Da giovane, prendevo il treno d’estate e d’inverno. Era un terribile Sibari-Crotone- Taranto che arrivava fino a Milano, fermandosi in tutte le stazioni della repubblica. In quei viaggi, mai meno di dodici ore, si finiva per socializzare coi compagni di scompartimento. Persone mai viste, con cui si finiva con il condividere la propria storia. Si parlava, si scherzava, ci si raccontava. Eravamo un po’ come ai tempi di Socrate. Avevamo del tempo da passare e nessun mezzo tecnologico che ci intrattenesse.

Oggi sarebbe impensabile fare lo stesso. I vagoni dei treni e delle metropolitane sono pieni di gente con lo sguardo fisso al piccolissimo schermo dello smartphone. Ogni circostanza che ci richiami alla realtà è spesso percepita come una fastidiosa interruzione. Dallo smartphone passano le informazioni, ma anche l’intrattenimento e la socialità.

C’è gente che viaggia per chilometri, senza muoversi dal divano di casa. In troppi siamo pronti a interagire su social con sconosciuti, invece di prestare attenzione agli esseri umani che occupano il mezzo metro quadro a fianco a noi.  Ciascuno è nascosto all’altro, da un muro invisibile. Nessuna barriera fisica ci separa, eppure, è come se non ci vedessimo gli uni con gli altri. La solitudine è nascosta dall’illusione di una vita sociale piena, che però è spesso un inganno.

Questo tutto istantaneo, tutto gratis, tutto a portata di mano, ha spento la nostra curiosità. Ovvero quella tendenza naturale a esplorare luoghi e relazioni, che ha permesso all’uomo di costruire la sua civiltà. Adesso questa solitudine abitata dalla tecnologia ci dà l’illusione di avere tutto, quando ci manca la cosa più importante: la capacità e la volontà di guardarci intorno, di cercare l’altro, il diverso da noi. Di indagare l’ignoto.

Usare la tecnologia responsabilmente

La tecnologia ha preso il suo spazio e non è immaginabile tornare indietro. Malgrado le perplessità di Socrate, la scrittura si è comunque affermata. Allo stesso modo, non si può pensare di fare a meno degli smartphone, delle connessioni, delle realtà virtuali.
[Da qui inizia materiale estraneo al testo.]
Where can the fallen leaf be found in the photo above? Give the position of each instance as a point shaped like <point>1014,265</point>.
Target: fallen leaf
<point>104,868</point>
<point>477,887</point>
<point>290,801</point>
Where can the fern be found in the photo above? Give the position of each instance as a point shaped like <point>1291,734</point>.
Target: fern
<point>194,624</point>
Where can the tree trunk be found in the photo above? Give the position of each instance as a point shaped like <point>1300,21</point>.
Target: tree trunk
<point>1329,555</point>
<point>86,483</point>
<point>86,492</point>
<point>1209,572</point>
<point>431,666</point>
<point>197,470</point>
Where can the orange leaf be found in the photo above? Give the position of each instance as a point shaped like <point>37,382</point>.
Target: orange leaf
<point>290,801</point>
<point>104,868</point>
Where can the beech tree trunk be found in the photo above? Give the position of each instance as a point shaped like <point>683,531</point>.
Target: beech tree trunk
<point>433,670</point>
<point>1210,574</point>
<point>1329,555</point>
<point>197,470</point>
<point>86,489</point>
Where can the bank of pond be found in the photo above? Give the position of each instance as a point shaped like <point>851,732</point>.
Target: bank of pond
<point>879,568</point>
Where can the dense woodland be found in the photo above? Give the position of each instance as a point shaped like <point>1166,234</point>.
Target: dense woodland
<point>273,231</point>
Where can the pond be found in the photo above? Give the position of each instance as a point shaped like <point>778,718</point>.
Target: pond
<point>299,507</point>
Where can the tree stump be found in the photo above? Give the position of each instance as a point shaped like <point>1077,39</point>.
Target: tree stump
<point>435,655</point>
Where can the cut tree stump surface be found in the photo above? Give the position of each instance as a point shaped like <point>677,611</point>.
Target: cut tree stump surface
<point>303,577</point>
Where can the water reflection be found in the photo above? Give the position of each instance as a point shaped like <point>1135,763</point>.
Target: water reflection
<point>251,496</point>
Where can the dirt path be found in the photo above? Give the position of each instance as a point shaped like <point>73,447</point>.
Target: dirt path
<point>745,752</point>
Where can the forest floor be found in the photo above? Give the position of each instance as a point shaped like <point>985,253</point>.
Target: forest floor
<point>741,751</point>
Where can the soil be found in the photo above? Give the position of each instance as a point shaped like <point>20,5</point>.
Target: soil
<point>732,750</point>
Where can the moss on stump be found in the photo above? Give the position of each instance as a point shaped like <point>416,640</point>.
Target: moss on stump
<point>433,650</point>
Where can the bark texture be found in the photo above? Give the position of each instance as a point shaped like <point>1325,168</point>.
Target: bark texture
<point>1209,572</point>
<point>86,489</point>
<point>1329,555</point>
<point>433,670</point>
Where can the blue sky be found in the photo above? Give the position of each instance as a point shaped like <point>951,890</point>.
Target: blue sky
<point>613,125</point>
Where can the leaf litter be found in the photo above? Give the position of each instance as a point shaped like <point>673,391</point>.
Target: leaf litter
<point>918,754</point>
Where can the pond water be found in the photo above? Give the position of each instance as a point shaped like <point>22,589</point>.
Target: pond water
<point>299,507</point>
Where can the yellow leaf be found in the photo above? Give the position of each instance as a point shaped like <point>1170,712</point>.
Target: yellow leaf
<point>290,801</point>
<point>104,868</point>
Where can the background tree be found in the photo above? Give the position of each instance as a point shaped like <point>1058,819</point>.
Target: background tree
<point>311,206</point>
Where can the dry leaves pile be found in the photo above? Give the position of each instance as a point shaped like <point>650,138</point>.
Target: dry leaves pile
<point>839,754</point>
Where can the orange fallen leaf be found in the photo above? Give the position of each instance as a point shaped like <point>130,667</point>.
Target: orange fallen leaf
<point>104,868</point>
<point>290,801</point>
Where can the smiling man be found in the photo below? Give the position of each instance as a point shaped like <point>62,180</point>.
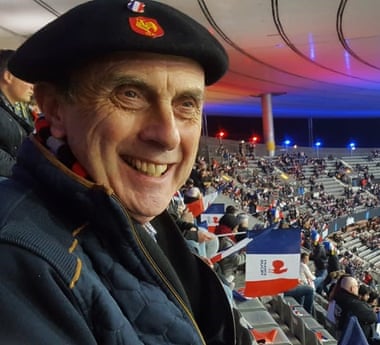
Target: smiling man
<point>90,256</point>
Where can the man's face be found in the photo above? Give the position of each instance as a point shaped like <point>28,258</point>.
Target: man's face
<point>19,90</point>
<point>134,125</point>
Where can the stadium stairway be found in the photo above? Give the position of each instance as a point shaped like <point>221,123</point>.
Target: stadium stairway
<point>284,316</point>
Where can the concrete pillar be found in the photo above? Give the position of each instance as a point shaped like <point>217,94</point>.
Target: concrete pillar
<point>268,130</point>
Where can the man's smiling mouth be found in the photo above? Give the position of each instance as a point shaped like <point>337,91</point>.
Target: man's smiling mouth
<point>147,168</point>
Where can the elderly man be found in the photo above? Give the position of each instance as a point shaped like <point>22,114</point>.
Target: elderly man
<point>89,253</point>
<point>348,303</point>
<point>13,128</point>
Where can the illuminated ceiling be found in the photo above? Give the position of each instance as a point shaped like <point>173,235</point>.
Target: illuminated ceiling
<point>320,58</point>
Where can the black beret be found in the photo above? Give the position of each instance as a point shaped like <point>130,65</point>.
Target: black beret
<point>99,27</point>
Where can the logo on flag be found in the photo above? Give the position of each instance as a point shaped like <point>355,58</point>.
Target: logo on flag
<point>272,261</point>
<point>136,6</point>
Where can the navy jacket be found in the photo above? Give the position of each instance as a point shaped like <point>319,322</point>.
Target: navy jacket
<point>76,269</point>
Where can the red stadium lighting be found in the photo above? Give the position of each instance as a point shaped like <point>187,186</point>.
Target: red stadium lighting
<point>221,134</point>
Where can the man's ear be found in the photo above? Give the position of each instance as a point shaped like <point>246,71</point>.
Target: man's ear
<point>47,98</point>
<point>7,77</point>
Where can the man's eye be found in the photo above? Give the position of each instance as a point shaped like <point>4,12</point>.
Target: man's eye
<point>127,92</point>
<point>128,97</point>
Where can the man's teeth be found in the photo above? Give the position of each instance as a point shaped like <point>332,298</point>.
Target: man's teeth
<point>149,168</point>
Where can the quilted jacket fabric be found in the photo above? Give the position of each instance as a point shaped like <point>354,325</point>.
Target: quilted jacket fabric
<point>76,269</point>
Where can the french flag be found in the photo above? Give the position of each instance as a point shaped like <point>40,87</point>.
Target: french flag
<point>272,261</point>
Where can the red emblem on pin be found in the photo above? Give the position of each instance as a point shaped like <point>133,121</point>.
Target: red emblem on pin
<point>146,26</point>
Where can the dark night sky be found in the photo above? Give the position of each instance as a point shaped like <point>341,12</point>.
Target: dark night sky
<point>330,132</point>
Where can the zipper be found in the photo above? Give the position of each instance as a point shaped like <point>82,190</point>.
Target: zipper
<point>159,272</point>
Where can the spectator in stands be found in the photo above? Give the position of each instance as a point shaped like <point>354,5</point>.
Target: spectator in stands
<point>227,226</point>
<point>306,276</point>
<point>92,256</point>
<point>368,279</point>
<point>200,241</point>
<point>333,265</point>
<point>13,128</point>
<point>304,295</point>
<point>243,228</point>
<point>349,304</point>
<point>318,256</point>
<point>363,292</point>
<point>191,192</point>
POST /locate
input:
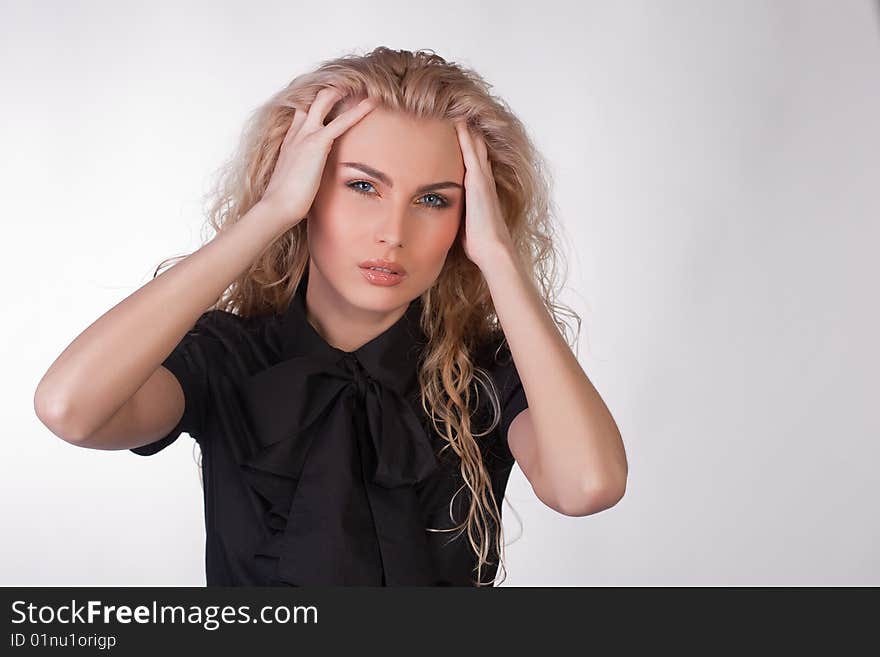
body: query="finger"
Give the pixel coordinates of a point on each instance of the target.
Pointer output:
(466, 142)
(483, 152)
(349, 117)
(320, 107)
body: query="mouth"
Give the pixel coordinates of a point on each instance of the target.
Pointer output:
(382, 273)
(386, 266)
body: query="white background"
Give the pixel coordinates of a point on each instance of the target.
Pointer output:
(716, 168)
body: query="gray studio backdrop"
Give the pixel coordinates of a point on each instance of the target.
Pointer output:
(716, 170)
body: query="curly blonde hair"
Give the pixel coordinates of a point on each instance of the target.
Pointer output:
(458, 312)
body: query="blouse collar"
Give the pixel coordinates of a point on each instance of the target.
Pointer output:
(392, 357)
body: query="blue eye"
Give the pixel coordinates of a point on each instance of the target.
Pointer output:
(441, 202)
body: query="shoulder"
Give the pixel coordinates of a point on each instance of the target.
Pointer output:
(247, 343)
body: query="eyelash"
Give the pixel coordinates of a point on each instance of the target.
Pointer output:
(444, 202)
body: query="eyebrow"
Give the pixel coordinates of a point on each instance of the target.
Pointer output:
(386, 180)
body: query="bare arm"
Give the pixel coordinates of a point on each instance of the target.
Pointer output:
(107, 391)
(88, 385)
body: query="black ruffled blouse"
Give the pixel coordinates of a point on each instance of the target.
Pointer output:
(320, 466)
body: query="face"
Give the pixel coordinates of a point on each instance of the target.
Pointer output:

Dobbiamo però educare noi stessi a usare questi mezzi a nostro beneficio, invece che a nostro danno. Occorre usarli come strumenti. Evitare che siano i protagonisti delle nostre esperienza di vita. Con la tecnologia dovremmo fare come con l’alcol, assumerla responsabilmente. Sapendo che ogni eccesso ci danneggia, anche se sul momento sembra straordinario.